7.3 Re-Validation Steps

  1. Run the agent through the full red-team evaluation suite, including adversarial prompt injection tests targeting the specific vulnerability class.
  2. Execute regression tests for all business-critical workflows the agent handles.
  3. Verify that monitoring and alerting correctly detects a simulated recurrence of the incident.

8. Post-Incident Review

Conduct a post-incident review within five business days of full recovery. Agent incidents require a modified lessons-learned framework that accounts for the probabilistic nature of AI behaviour.

8.1 Agent-Specific Review Questions

  1. Detection gap: How long did the agent operate in a compromised state before detection? What signal was missed, and why?
  2. Guardrail failure: Which specific guardrail should have prevented the incident? Did it fail to trigger, or did it not exist?
  3. Permission scope: Was the agent operating with broader permissions than its task required? What is the minimum viable permission set?
  4. Context integrity: Was the agent's context corrupted by external data? How can retrieval pipelines be hardened?
  5. Human oversight: At what point should a human have been in the loop but was not? What approval gates need to be added?
  6. Cross-agent impact: Did the incident affect other agents? Are trust boundaries between agents sufficient?
  7. Evidence adequacy: Was there enough telemetry to reconstruct what happened? What additional logging is needed?

8.2 Continuous Improvement Actions

Every post-incident review must produce at least three concrete actions:

  1. A detection improvement — a new alert, metric, or monitoring rule that would have caught the incident earlier.
  2. A prevention improvement — a guardrail, permission change, or architectural modification that would have blocked the incident entirely.
  3. A response improvement — a procedural update to this playbook based on what worked and what did not during containment and investigation.
Standing rule: All post-incident actions must be tracked to completion with named owners and deadlines.

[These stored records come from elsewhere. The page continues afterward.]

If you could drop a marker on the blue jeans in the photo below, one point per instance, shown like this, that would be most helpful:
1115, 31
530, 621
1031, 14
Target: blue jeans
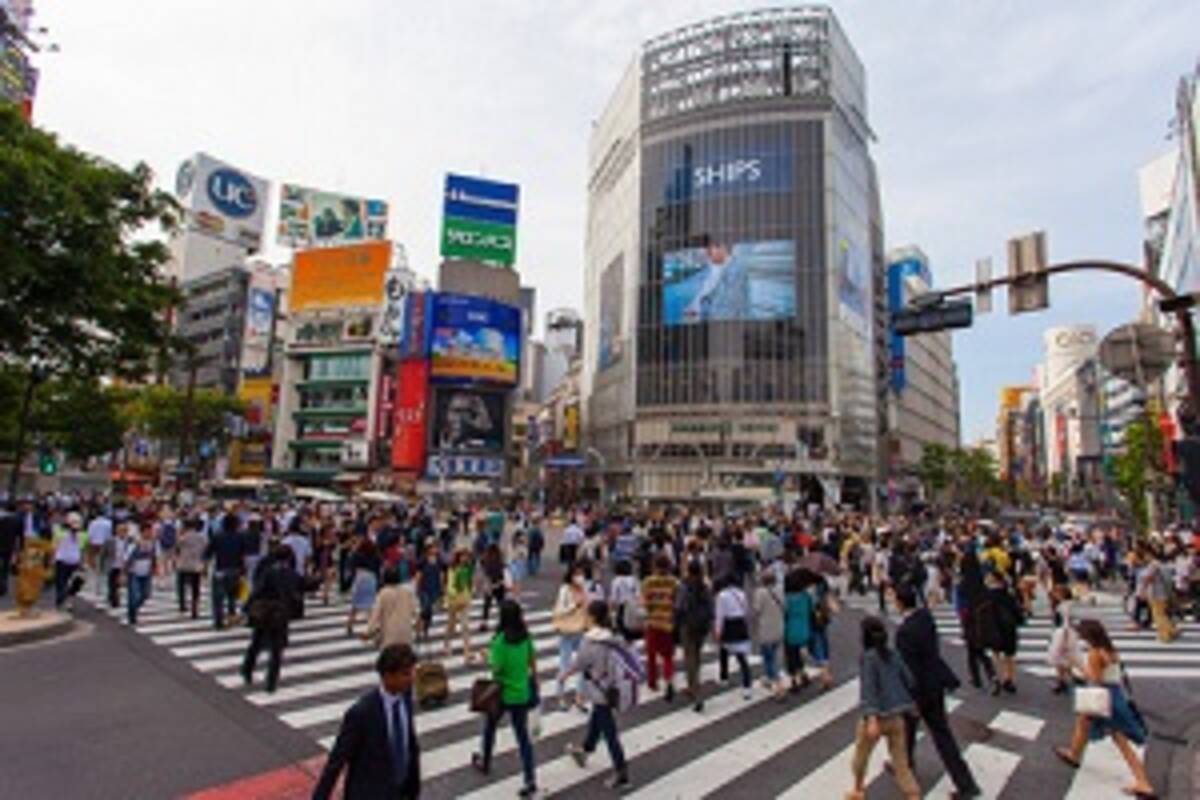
225, 595
771, 660
568, 643
520, 717
604, 723
136, 594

Add them to your sprint backlog, not a document that will be forgotten. Agent security is iterative—every incident is training data for your defences.

The organisations that will thrive in the agentic era are not those that avoid incidents entirely—that is not realistic. They are the ones that detect in seconds, contain in minutes, and emerge from every incident with measurably stronger guardrails than they had before.